Forestry must consider rural areas

Galloway and south Ayrshire biosphere has responded to the consultation on forestry.
Galloway and south Ayrshire biosphere has responded to the consultation on forestry.

South Ayrshire’s biosphere is calling for communities and other rural businesses to be considered when it comes to forestry planning.

The Scottish Government recently consulted on the future of forestry in Scotland, inviting responses to their plans for the devolution of forestry and their proposals for a dedicated Forestry Division within the Government and the creation of a new land management agency called ‘Forestry and Land Scotland’‟.

Last week the Galloway and Southern Ayrshire Biosphere submitted their response that appeals for a more balanced approach to land management which considers the wider impact of forestry on the environment, communities and other rural businesses.

Joan Mitchell, chairwoman of the Galloway and Southern Ayrshire Partnership Board, said: “An appropriate balance in land use is important at local as well as national level and we are anxious to preserve the local discretion which allows the Biosphere to work as an effective partnership of different interests.” The full response can be found at www.gsabiosphere.org.uk

The response states: “The Galloway and Southern Ayrshire Biosphere, while recognising the important economic contribution of forestry to this area, have concerns that creating a new Forestry Division within Government could lead to the centralization of decision making with the consequent loss of a more regional approach to management and regulation.

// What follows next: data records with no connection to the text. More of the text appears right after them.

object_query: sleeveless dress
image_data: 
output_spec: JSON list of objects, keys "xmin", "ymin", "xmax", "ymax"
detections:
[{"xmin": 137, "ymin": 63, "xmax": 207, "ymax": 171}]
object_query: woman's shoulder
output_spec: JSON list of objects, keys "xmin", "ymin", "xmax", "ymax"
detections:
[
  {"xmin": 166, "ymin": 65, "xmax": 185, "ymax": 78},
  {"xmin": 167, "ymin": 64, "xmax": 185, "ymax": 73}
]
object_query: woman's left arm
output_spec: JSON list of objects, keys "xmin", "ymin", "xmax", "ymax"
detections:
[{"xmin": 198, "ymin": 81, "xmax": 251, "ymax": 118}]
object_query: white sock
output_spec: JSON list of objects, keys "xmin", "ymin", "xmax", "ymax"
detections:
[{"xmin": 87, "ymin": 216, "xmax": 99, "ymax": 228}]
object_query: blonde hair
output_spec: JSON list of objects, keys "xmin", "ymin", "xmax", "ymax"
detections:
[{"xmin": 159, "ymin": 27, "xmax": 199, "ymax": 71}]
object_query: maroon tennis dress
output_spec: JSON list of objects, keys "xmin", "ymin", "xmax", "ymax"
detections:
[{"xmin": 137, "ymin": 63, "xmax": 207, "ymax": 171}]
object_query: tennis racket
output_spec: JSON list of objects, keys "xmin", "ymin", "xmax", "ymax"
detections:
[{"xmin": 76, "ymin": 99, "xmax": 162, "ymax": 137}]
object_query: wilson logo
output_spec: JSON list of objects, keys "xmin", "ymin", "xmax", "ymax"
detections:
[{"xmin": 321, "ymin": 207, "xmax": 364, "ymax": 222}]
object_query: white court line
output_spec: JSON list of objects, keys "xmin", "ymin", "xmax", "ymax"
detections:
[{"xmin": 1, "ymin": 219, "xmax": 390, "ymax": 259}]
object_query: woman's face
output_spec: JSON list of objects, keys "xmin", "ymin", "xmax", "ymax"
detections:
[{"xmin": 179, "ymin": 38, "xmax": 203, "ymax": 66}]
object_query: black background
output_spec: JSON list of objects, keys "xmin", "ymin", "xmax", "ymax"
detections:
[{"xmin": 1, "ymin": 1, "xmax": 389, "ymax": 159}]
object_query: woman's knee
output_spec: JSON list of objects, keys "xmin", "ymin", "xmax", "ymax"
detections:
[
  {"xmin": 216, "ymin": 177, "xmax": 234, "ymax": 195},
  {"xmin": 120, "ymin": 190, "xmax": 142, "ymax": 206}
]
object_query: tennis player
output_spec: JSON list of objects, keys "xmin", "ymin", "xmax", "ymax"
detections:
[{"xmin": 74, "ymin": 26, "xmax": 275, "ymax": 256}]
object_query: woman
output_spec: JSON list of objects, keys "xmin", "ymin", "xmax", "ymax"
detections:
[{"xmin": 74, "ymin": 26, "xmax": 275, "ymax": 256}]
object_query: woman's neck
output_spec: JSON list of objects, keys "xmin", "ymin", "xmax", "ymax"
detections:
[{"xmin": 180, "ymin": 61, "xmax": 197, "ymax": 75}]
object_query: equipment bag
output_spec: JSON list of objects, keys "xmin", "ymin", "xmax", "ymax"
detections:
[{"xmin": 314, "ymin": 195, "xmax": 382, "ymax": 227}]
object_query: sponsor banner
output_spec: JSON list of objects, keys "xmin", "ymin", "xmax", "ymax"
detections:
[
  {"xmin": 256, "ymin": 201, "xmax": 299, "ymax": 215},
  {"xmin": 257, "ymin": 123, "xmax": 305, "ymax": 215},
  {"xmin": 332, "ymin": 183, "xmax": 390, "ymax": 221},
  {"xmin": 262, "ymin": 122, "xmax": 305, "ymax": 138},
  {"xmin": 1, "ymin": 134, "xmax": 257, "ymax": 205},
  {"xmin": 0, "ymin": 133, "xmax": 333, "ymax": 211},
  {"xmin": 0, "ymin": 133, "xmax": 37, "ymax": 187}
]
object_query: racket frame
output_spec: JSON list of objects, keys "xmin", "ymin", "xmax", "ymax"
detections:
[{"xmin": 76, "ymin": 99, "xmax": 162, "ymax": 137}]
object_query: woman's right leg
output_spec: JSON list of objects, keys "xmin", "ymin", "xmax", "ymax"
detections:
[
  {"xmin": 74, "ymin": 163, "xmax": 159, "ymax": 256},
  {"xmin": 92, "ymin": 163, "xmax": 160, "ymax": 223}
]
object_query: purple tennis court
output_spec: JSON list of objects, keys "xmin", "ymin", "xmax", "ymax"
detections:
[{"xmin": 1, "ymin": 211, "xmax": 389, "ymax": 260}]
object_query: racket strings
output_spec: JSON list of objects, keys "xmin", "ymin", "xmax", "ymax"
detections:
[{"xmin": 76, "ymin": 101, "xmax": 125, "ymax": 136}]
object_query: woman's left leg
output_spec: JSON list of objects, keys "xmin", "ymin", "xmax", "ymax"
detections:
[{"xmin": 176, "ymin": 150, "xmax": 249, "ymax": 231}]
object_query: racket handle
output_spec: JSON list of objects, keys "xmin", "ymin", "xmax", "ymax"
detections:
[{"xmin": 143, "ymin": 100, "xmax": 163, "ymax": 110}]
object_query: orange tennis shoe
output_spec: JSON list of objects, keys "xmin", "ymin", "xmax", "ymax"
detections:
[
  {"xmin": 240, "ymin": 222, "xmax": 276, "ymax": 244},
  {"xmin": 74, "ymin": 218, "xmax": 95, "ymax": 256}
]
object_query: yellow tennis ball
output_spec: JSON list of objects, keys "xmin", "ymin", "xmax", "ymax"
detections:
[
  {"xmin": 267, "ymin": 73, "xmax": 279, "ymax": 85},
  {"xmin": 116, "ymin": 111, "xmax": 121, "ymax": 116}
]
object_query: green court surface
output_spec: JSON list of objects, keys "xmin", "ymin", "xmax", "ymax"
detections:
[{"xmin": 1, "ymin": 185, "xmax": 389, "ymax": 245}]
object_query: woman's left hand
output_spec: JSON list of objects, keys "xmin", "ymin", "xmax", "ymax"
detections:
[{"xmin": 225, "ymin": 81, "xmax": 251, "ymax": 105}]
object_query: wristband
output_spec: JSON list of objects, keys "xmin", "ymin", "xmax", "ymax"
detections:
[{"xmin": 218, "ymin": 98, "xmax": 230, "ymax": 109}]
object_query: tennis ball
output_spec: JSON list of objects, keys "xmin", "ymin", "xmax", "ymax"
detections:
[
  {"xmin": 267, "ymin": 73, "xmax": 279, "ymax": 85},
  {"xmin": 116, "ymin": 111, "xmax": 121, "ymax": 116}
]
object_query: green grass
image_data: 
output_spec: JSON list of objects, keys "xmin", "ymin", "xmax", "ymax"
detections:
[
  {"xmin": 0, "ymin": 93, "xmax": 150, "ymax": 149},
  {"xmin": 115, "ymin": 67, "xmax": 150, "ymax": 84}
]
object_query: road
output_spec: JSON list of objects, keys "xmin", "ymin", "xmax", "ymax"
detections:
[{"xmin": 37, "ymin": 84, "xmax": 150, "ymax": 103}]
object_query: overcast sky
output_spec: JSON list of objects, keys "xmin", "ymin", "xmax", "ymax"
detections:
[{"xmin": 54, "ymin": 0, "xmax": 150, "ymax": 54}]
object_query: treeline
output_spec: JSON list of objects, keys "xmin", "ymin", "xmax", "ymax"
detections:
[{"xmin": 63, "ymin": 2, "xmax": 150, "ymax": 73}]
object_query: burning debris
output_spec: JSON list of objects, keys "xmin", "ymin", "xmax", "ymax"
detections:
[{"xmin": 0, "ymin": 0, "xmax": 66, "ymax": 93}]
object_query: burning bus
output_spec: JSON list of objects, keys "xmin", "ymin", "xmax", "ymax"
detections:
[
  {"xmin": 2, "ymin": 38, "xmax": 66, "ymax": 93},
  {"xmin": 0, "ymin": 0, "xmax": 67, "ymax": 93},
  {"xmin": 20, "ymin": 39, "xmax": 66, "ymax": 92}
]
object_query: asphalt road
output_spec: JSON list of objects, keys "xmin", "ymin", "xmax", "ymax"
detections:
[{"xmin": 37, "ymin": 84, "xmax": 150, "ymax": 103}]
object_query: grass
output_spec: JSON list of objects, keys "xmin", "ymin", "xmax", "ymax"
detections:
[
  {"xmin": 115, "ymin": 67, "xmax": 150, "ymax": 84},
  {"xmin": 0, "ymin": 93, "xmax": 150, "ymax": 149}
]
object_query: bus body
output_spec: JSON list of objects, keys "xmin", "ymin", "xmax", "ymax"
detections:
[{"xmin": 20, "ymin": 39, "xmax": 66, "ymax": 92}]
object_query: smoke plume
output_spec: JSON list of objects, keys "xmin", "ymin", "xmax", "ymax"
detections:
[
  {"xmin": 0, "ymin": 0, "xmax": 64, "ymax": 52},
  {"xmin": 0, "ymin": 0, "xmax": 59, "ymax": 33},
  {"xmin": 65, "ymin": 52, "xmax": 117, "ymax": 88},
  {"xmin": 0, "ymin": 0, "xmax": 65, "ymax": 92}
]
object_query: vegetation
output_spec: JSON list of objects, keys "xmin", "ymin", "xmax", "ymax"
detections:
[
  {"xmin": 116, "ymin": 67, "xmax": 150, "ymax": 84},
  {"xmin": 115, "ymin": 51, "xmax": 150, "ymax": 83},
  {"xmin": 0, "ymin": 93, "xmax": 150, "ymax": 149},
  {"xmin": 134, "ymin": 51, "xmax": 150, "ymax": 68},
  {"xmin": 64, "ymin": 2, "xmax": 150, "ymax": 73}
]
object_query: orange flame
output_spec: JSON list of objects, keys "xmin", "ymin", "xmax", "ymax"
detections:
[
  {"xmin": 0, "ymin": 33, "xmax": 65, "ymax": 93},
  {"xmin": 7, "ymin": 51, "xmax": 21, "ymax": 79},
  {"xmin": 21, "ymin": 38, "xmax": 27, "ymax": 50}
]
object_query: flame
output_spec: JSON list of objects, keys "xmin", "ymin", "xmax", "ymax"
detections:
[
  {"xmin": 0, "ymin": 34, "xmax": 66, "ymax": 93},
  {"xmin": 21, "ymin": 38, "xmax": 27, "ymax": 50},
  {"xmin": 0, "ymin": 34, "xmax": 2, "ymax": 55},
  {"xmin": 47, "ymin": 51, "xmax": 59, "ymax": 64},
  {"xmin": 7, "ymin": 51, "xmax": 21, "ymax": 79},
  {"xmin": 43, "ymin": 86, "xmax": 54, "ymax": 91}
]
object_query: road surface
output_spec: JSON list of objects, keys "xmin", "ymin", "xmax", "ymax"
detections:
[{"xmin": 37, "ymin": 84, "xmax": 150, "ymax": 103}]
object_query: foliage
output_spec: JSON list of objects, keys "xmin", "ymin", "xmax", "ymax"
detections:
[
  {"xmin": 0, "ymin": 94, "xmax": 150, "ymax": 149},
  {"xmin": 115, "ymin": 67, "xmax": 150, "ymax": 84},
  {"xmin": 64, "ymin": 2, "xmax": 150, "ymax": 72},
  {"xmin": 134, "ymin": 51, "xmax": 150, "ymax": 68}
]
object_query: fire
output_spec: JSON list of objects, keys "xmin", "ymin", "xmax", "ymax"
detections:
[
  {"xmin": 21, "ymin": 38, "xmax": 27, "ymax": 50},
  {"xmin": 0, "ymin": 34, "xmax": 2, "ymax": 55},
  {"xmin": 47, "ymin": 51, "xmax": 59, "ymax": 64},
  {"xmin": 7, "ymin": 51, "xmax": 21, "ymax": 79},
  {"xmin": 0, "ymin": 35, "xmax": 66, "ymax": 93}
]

“The Biosphere feel that the Government must consider the wider impacts of forestry on local communities, biodiversity, water and carbon sequestration and storage and recognise the importance of the National Forest Estate for recreation and tourism.

“With the growing emphasis on planting targets and commercial forestry within the Scottish Government, the Biosphere fear that the wider implications of new commercial planting schemes and the management of the National Forest Estate will lead to inappropriate planting with limited wider benefits to visitors and those who live and work in the area.”

The Scottish Government held a consultation on the future of forestry in Scotland between the 1st of August 2016 and the 9th of November 2016.

The consultation was primarily focused on completing the devolution of forestry to make the management of forestry directly accountable to Scottish Minister.

It set out to gather views on the Governments planned approach to new arrangements for the governance, development, support and regulation of forestry in Scotland. Responses will help inform future policy.

The Galloway and Southern Ayrshire Biosphere submitted their response last week, Wednesday the 9th of November.

The Galloway and Southern Ayrshire Biosphere is the first in Scotland and will provide a unique opportunity for local communities, businesses and organisations to benefit from a status that has global recognition.

A Biosphere is an area that demonstrates a way of living and working that benefits people and nature.

It covers 5268 sq km of SW Scotland and includes large parts of Galloway, South Ayrshire and East Ayrshire and can be used to inspire a positive future.

The Biosphere Partnership is a charity with representation from communities, businesses, organisations and agencies that have an interest in the region.